Halls no longer alive with the sound of thwacking

It’s still legal to paddle public schoolkids in Kansas and 21 other states. But to its credit, Kansas at least uses the punishment sparingly. New U.S. Education Department data indicates that 46 Kansas kids were spanked in the 2002-03 school year. Leading the nation was — why is this no surprise? — Texas, accounting for 57,000 of the 301,000 student paddlings nationally that year. The only thing more shocking than those last two numbers is the fact that corporal punishment remains accepted at all.
Posted by Rhonda Holman

4 Comments

  1. writerdog
    Posted December 5, 2005 at 2:37 am | Permalink

    The problem is that the majority of school punishments are ineffective. To a kid, you know they do not think like an adult!When you say that you are suspended for three days. They heard you get to go to Disneyland. There is no thought, “Oh my parnents are going to kill me!”.

    The paddle has been used in wrong cases and sometimes too freely.But it is a punishment that a child understand. I sure did and to my recall the three years in Jr. high. There were only ten kids ever got the paddle. But every kid feared it. That does say something of the punishment.

  2. Damoon
    Posted December 5, 2005 at 9:23 am | Permalink

    I was taught by nuns, even though I never saw anyone get a beating, we were all scared death to break any rule. They were sort of like police officers in black robes, with that quiet, total authority that you didn’t dare challege for fear of being stuck dead by God.I don’t think it’s necessary to hit a kid in order to make him behave, there are more effective ways to discipline, bring back the nuns!

  3. Ray Thomas
    Posted December 5, 2005 at 2:34 pm | Permalink

    Although I do not pretend to have the answers to a vast socio-economic problem, it appears that the problems of discipline at schools has a lot more to it than lack of corporal punishment.
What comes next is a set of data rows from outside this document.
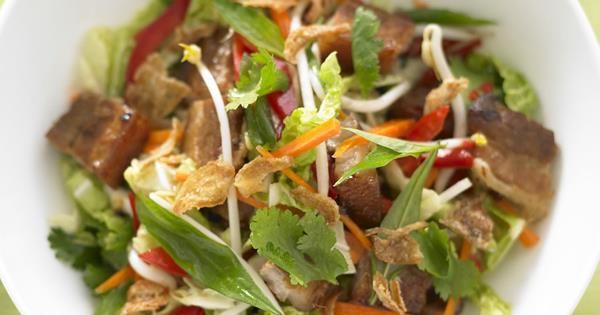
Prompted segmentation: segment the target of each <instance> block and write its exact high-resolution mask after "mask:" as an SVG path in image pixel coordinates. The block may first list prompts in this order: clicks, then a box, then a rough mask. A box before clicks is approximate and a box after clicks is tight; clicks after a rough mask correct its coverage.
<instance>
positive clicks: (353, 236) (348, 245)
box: [344, 231, 366, 264]
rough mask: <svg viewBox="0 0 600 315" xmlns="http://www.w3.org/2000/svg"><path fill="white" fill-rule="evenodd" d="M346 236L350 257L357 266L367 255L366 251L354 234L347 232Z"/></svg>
mask: <svg viewBox="0 0 600 315" xmlns="http://www.w3.org/2000/svg"><path fill="white" fill-rule="evenodd" d="M344 235H345V236H346V242H347V243H348V247H350V257H351V258H352V262H353V263H355V264H356V263H358V261H359V260H360V259H361V258H362V256H363V255H364V254H365V252H366V250H365V248H364V247H363V246H362V245H361V244H360V242H359V241H358V239H356V237H355V236H354V235H353V234H352V233H350V232H348V231H345V232H344Z"/></svg>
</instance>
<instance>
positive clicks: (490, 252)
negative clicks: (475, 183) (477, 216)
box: [483, 197, 525, 271]
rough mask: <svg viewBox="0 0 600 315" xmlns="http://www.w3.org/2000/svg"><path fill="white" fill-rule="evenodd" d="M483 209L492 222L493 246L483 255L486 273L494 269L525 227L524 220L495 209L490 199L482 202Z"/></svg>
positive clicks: (496, 209) (504, 255) (509, 214)
mask: <svg viewBox="0 0 600 315" xmlns="http://www.w3.org/2000/svg"><path fill="white" fill-rule="evenodd" d="M483 207H484V208H485V209H486V210H487V211H488V213H489V214H490V217H491V218H492V220H494V241H495V243H496V244H495V246H492V248H491V249H490V250H488V251H486V252H485V253H484V260H485V266H486V271H490V270H493V269H495V268H496V266H498V264H500V262H501V261H502V260H503V259H504V257H505V256H506V254H507V253H508V252H509V251H510V249H511V248H512V247H513V245H514V244H515V242H516V240H517V238H518V237H519V235H520V234H521V232H522V231H523V228H524V227H525V220H523V219H521V218H519V217H517V216H515V215H512V214H510V213H506V212H504V211H502V210H501V209H498V208H496V206H494V203H493V201H492V199H491V198H490V197H487V198H486V199H485V200H484V201H483Z"/></svg>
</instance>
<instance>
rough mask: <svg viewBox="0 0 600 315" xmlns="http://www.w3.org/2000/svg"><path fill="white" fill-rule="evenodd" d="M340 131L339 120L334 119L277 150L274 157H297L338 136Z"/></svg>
mask: <svg viewBox="0 0 600 315" xmlns="http://www.w3.org/2000/svg"><path fill="white" fill-rule="evenodd" d="M340 131H341V126H340V122H339V121H338V120H337V119H335V118H332V119H330V120H328V121H326V122H324V123H323V124H321V125H319V126H317V127H315V128H313V129H311V130H309V131H307V132H306V133H304V134H302V135H300V136H299V137H298V138H296V139H294V140H292V141H291V142H290V143H288V144H286V145H284V146H283V147H281V148H279V149H277V150H276V151H274V152H273V156H275V157H282V156H286V155H288V156H291V157H297V156H299V155H301V154H302V153H305V152H307V151H309V150H311V149H313V148H315V147H316V146H318V145H319V144H321V143H323V142H325V141H327V140H328V139H331V138H333V137H335V136H337V135H338V134H339V133H340Z"/></svg>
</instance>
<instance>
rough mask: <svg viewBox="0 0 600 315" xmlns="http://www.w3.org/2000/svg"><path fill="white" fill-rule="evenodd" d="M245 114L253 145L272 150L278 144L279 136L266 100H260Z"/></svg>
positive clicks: (248, 132)
mask: <svg viewBox="0 0 600 315" xmlns="http://www.w3.org/2000/svg"><path fill="white" fill-rule="evenodd" d="M245 113H246V127H247V128H248V138H249V139H250V142H251V143H252V145H253V146H255V147H256V146H262V147H264V148H267V149H272V148H273V147H274V146H275V143H276V142H277V135H276V134H275V129H274V128H273V121H272V119H271V111H270V110H269V107H268V105H267V103H266V100H265V98H262V97H261V98H259V99H258V101H257V102H256V104H254V105H253V106H249V107H248V108H247V109H246V112H245Z"/></svg>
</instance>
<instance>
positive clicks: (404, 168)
mask: <svg viewBox="0 0 600 315" xmlns="http://www.w3.org/2000/svg"><path fill="white" fill-rule="evenodd" d="M449 112H450V106H448V105H446V106H442V107H440V108H437V109H436V110H434V111H432V112H430V113H428V114H427V115H425V116H423V117H421V119H419V121H417V123H416V124H415V126H414V127H413V129H412V130H411V131H410V132H409V133H408V135H407V136H406V139H407V140H411V141H431V140H433V139H434V138H435V137H436V136H437V135H438V134H439V133H440V132H442V129H443V128H444V122H445V121H446V117H447V116H448V113H449ZM396 161H397V163H398V165H400V167H401V168H402V171H403V172H404V174H405V175H406V176H411V175H412V173H413V172H414V171H415V170H416V169H417V167H418V166H419V163H420V160H419V159H416V158H413V157H406V158H402V159H398V160H396Z"/></svg>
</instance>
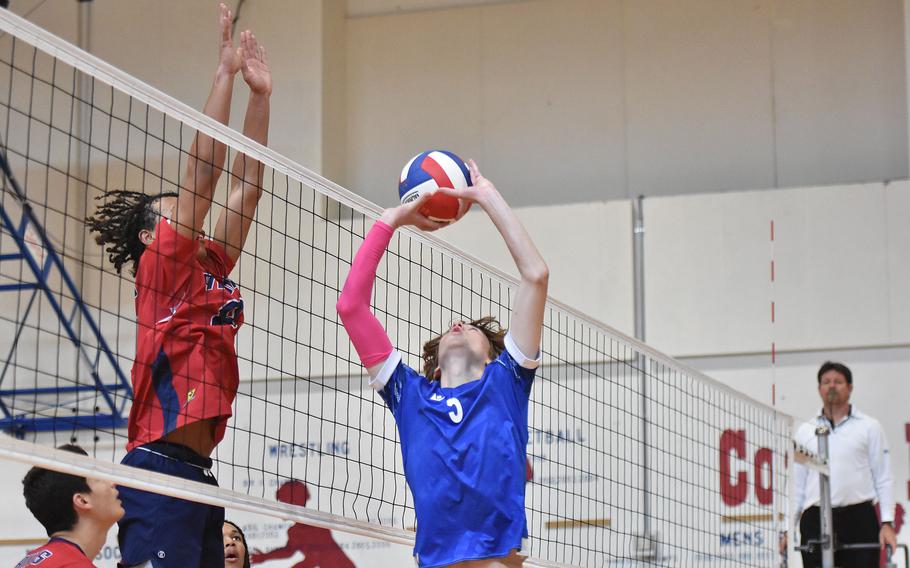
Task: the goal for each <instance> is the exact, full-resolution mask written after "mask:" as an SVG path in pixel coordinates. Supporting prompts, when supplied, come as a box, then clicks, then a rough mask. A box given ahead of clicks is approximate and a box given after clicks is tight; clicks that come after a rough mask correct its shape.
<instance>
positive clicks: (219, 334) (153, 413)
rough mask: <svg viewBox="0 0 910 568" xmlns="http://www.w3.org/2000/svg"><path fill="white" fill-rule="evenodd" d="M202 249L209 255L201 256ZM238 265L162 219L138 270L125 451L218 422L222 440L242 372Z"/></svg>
mask: <svg viewBox="0 0 910 568" xmlns="http://www.w3.org/2000/svg"><path fill="white" fill-rule="evenodd" d="M203 251H204V254H203ZM233 268H234V261H233V260H231V258H230V257H229V256H228V255H227V252H226V251H225V250H224V247H222V246H221V245H220V244H218V243H216V242H214V241H212V240H210V239H201V240H199V239H189V238H186V237H184V236H182V235H180V234H179V233H177V231H176V230H175V229H174V227H173V226H172V224H171V222H170V221H168V220H166V219H163V220H162V221H160V222H159V223H158V225H157V227H156V229H155V240H154V241H153V242H152V244H151V245H150V246H149V247H148V248H146V249H145V252H143V253H142V256H141V257H140V259H139V268H138V270H137V272H136V316H137V324H138V325H137V328H138V329H137V331H136V359H135V361H134V363H133V370H132V381H133V407H132V409H131V410H130V420H129V442H128V444H127V450H132V449H133V448H135V447H137V446H141V445H143V444H147V443H149V442H153V441H155V440H158V439H160V438H162V437H163V436H165V435H167V434H168V433H170V432H172V431H173V430H175V429H177V428H180V427H182V426H185V425H187V424H191V423H193V422H197V421H199V420H205V419H209V418H217V419H218V425H217V428H216V432H215V442H216V443H217V442H219V441H221V439H222V438H223V437H224V430H225V427H226V425H227V420H228V418H230V416H231V404H232V403H233V402H234V397H235V396H236V394H237V386H238V384H239V380H240V379H239V372H238V368H237V352H236V350H235V349H234V337H235V336H236V335H237V329H238V328H239V327H240V325H241V324H242V323H243V298H242V297H241V296H240V289H239V288H238V287H237V285H236V284H235V283H234V282H233V281H231V279H230V278H229V277H228V275H229V274H230V272H231V270H232V269H233Z"/></svg>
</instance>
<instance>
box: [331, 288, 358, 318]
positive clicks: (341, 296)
mask: <svg viewBox="0 0 910 568" xmlns="http://www.w3.org/2000/svg"><path fill="white" fill-rule="evenodd" d="M358 308H359V306H358V305H357V302H354V301H353V300H352V299H351V298H350V296H349V295H348V294H345V293H344V291H342V292H341V295H340V296H339V297H338V301H337V302H335V311H336V312H338V317H340V318H341V323H342V324H344V323H345V321H346V320H347V321H351V318H352V317H353V316H354V314H355V313H356V312H357V309H358Z"/></svg>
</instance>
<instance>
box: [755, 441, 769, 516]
mask: <svg viewBox="0 0 910 568" xmlns="http://www.w3.org/2000/svg"><path fill="white" fill-rule="evenodd" d="M773 464H774V453H773V452H771V449H770V448H761V449H760V450H758V451H757V452H755V497H756V498H757V499H758V503H759V505H770V504H771V502H772V501H773V500H774V475H773V472H774V469H773V468H774V466H773ZM766 465H767V466H768V468H767V470H766V469H765V466H766ZM765 471H767V472H768V478H767V479H765V476H764V475H762V473H763V472H765Z"/></svg>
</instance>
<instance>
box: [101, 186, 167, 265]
mask: <svg viewBox="0 0 910 568" xmlns="http://www.w3.org/2000/svg"><path fill="white" fill-rule="evenodd" d="M162 197H177V194H176V193H174V192H165V193H159V194H158V195H149V194H147V193H141V192H138V191H127V190H124V189H117V190H112V191H107V192H105V193H104V195H100V196H98V197H96V198H95V200H96V201H103V203H102V204H101V205H99V206H98V209H97V211H95V214H94V215H93V216H91V217H88V218H87V219H86V220H85V221H86V223H88V227H89V231H91V232H93V233H98V235H97V236H96V237H95V242H96V243H98V244H99V245H101V246H105V245H110V246H108V247H107V249H105V250H106V252H107V253H108V259H109V260H110V261H111V263H112V264H113V265H114V269H116V270H117V274H120V271H121V269H122V267H123V265H124V264H126V263H127V262H132V266H131V267H130V273H131V274H132V275H133V276H135V275H136V268H137V267H138V266H139V257H140V256H142V253H143V252H144V251H145V245H144V244H142V241H140V240H139V231H141V230H142V229H147V230H149V231H151V230H152V229H154V228H155V223H156V222H157V221H158V214H157V212H156V211H155V210H154V208H153V207H152V204H153V203H155V202H156V201H158V200H159V199H161V198H162Z"/></svg>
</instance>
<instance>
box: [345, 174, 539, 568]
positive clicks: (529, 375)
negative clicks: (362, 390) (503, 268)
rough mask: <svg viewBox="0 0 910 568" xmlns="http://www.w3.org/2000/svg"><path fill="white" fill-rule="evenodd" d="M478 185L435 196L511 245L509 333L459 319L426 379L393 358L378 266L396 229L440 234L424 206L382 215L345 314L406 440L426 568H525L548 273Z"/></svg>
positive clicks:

    The first two posts mentioned kids being scared of retribution. That doesn’t seem to happen anymore. Parents are overprotective (my child would NEVER do that), teachers are terrified of lawsuits, and the kids know they can get away with just about anything.

    Wish I had an answer..I just know my hat is off to our teachers, they have a very, very difficult job, get low pay and very little respect. Bless em, they are doing a job I certainly could never do.

  4. Posted December 5, 2005 at 6:38 pm | Permalink

    If parents would take responsiblity for raising their children things like this would be very rare. Instead (most) parents believe it is the schools responsibility to teach manners and discipline. There was a study done about a decade ago and something like 65% or 70% of parents thought teaching discipline to their kids was the schools job (I remmeber the study, I just can’t find it). It seems to me that parents today want to be best friends with their kids and not parents. They had them, feed them, house them, let somebody else raise them.